La polemica per la ghigliottina e le foto a testa in giù
Ma il punto più controverso della giornata è arrivato durante il passaggio in piazza dell’Esquilino, dove sono apparse le immagini della premier Giorgia Meloni, del presidente del Senato Ignazio La Russa e del ministro della Giustizia Carlo Nordio esposte a testa in giù, accanto a una ghigliottina in legno.
Una scena che ha immediatamente spostato l’attenzione dal cuore politico della manifestazione alla polemica sui simboli e sui limiti della protesta. Alla stessa manifestazione sono comparsi anche striscioni dell’area anarchica, tra cui uno dedicato ad Alfredo Cospito contro il 41 bis, e un altro con toni ancora più radicali contro i “re”.
Il rischio, ora, è che proprio questi elementi finiscano per oscurare il messaggio principale del corteo, concentrato ufficialmente su pace, diritti e opposizione alla guerra.
Landini: “I giovani stanno dicendo no alla guerra”
Tra gli interventi più rilevanti c’è stato quello di Maurizio Landini, che ha definito la piazza “una grande domanda di pace”. Il leader della Cgil ha collegato il tema della guerra ai problemi concreti del Paese, parlando di salari, precarietà, democrazia e rischio di derive autoritarie.
Secondo Landini, la partecipazione giovanile, sia al referendum sia alla manifestazione, dimostrerebbe una richiesta precisa: fermare la cultura della guerra e mettere al centro la persona, la giustizia sociale, la sostenibilità ambientale e l’eguaglianza. Ha anche rivendicato il carattere pacifico e non violento dell’iniziativa, prendendo le distanze da ogni forma di violenza.
Bonelli e Fratoianni: “Serve un’alternativa”
Nicola Fratoianni
ha spiegato di essere sceso in piazza per dire no a chi concentra il potere e alimenta guerre, diseguaglianze e crisi climatica.
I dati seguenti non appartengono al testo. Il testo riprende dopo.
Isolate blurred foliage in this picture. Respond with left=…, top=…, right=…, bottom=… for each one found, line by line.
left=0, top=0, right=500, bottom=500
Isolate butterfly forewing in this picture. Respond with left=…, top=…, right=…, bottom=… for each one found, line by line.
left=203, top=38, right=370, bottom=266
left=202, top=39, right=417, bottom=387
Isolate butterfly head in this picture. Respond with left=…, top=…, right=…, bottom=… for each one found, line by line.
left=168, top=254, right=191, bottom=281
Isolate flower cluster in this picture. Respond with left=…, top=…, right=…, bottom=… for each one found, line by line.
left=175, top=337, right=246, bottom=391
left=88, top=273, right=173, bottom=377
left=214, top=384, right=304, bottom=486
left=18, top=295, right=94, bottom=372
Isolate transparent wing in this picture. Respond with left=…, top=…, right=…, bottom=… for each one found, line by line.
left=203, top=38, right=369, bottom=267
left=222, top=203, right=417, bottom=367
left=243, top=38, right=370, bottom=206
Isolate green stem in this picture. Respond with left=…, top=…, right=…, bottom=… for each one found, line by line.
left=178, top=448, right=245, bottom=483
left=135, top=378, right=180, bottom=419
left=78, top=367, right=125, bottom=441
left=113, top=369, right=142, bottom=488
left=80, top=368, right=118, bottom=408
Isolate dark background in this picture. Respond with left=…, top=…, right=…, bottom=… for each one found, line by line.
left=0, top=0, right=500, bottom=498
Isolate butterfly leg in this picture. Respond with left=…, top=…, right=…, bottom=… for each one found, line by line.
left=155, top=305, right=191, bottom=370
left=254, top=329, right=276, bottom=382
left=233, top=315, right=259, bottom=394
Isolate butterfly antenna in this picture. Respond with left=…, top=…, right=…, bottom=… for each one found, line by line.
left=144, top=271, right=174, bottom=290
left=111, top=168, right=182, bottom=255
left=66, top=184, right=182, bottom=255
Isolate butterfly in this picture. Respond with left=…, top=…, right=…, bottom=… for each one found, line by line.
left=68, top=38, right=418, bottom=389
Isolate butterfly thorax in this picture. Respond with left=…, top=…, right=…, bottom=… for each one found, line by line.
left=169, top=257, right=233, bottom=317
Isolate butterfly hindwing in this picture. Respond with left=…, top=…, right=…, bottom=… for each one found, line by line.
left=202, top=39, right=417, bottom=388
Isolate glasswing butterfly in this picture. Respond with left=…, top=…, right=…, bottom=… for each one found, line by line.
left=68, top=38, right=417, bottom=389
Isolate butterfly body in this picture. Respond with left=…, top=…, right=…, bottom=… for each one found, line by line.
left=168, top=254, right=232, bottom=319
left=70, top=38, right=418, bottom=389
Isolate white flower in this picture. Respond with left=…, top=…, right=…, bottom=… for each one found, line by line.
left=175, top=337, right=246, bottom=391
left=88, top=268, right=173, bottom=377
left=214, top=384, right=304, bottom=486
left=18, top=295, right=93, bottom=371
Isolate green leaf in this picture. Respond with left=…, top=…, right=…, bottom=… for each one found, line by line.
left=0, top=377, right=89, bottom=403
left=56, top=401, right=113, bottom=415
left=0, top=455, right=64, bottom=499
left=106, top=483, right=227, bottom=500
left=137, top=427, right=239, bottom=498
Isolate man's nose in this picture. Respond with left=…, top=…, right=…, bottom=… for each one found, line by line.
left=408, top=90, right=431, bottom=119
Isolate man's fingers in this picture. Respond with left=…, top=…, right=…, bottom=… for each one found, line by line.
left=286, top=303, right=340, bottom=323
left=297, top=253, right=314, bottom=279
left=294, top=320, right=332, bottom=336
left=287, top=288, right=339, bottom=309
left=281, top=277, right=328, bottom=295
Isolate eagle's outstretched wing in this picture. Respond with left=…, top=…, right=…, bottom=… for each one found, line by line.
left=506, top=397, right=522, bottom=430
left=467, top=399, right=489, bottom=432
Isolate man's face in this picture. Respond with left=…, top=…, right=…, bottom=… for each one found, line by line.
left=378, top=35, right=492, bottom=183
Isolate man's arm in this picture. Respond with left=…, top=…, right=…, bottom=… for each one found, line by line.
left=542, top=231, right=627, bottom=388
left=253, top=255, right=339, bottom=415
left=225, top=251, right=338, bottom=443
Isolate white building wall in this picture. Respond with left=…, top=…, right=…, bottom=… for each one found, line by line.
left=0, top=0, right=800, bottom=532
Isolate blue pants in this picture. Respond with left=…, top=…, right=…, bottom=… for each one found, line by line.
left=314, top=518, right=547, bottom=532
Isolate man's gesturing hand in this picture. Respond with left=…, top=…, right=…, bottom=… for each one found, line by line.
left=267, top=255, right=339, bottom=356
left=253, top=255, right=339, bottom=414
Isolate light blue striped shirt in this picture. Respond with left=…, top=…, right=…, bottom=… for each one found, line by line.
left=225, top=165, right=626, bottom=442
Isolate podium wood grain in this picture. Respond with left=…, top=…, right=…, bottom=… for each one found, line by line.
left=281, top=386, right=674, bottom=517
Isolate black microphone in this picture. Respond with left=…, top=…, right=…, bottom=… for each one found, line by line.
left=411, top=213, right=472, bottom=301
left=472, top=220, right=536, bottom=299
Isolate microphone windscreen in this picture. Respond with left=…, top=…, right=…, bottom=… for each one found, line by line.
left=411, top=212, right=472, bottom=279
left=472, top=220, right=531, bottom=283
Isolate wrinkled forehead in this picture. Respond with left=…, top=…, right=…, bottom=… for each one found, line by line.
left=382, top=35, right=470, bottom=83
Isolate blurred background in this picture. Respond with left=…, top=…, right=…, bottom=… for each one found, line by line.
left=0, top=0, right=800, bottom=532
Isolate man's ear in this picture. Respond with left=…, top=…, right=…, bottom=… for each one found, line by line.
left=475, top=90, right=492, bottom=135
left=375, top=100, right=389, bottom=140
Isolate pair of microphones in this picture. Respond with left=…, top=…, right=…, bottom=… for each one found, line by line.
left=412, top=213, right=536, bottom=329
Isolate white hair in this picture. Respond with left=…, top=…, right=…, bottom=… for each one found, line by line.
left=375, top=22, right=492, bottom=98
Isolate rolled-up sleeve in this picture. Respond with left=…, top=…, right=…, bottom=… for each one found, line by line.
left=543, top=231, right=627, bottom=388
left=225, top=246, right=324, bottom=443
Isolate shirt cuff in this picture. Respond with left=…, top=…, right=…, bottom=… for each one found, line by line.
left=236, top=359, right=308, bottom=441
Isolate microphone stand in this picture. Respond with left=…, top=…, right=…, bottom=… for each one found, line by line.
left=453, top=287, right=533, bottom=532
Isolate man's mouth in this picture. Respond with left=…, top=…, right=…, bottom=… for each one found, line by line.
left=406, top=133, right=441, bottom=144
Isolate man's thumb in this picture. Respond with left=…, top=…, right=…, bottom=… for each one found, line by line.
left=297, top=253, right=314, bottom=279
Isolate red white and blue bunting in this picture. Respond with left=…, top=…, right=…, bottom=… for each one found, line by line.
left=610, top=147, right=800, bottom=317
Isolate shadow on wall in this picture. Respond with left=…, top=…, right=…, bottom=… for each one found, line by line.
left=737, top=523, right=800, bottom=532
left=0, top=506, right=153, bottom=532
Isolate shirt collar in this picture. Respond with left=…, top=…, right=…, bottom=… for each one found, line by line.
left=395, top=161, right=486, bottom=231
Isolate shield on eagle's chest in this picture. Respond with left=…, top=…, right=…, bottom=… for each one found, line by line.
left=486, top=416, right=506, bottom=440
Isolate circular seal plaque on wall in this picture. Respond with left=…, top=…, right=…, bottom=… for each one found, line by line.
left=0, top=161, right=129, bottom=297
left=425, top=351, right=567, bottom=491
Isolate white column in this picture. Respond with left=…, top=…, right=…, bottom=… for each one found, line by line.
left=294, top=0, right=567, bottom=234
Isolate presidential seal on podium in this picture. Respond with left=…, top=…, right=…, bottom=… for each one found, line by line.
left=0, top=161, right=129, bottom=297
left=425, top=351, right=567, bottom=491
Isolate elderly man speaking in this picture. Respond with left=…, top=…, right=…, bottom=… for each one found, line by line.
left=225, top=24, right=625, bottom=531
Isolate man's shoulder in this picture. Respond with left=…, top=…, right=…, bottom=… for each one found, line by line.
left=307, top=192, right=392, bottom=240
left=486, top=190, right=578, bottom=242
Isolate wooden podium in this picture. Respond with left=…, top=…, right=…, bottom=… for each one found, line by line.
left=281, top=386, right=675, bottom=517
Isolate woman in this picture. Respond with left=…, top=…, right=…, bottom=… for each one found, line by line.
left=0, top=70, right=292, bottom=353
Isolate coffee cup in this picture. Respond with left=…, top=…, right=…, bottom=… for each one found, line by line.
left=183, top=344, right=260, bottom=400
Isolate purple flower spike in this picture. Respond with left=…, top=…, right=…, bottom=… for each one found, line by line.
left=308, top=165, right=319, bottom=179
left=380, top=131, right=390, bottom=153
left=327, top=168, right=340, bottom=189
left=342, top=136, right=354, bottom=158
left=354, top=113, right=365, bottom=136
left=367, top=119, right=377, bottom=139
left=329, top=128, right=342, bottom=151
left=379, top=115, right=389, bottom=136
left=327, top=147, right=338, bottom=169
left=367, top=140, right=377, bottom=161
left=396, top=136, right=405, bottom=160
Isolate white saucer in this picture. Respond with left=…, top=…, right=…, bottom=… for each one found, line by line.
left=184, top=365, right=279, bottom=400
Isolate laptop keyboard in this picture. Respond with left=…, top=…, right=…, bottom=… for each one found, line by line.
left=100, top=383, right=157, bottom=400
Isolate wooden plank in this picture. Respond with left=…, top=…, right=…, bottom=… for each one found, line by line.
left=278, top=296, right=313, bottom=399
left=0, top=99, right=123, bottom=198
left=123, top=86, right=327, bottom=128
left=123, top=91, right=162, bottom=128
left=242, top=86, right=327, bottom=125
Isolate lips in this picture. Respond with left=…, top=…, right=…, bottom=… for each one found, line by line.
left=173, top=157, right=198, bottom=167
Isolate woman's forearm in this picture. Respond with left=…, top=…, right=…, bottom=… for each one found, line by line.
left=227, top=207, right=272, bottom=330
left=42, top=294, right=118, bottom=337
Per il leader di Avs, la manifestazione serve anche a indicare un’alternativa politica possibile e necessaria.
Angelo Bonelli, invece, ha insistito sull’idea che il mondo stia entrando in un’economia di guerra e ha attaccato direttamente la linea del governo Meloni, accusandolo di non prendere una posizione netta contro il riarmo e di condannare il Paese a una crescita delle spese militari mentre sanità e welfare soffrono.
Una piazza ampia, ma con numeri contestati
Resta infine il tema dei numeri, come spesso accade nelle grandi manifestazioni politiche. Gli organizzatori hanno rivendicato una partecipazione enorme, parlando di 300mila persone e di oltre 700 sigle coinvolte. Le forze dell’ordine hanno invece ridimensionato il dato, fermandosi a circa 25mila manifestanti.
Al di là della distanza tra le cifre, il corteo No Kings ha comunque segnato una giornata politica rilevante nella Capitale, mostrando una mobilitazione composita, molto critica verso il governo e fortemente centrata sui temi della guerra, del riarmo e della democrazia. Ma la comparsa della ghigliottina e delle foto dei vertici istituzionali a testa in giù è destinata a restare il fotogramma più discusso dell’intera giornata.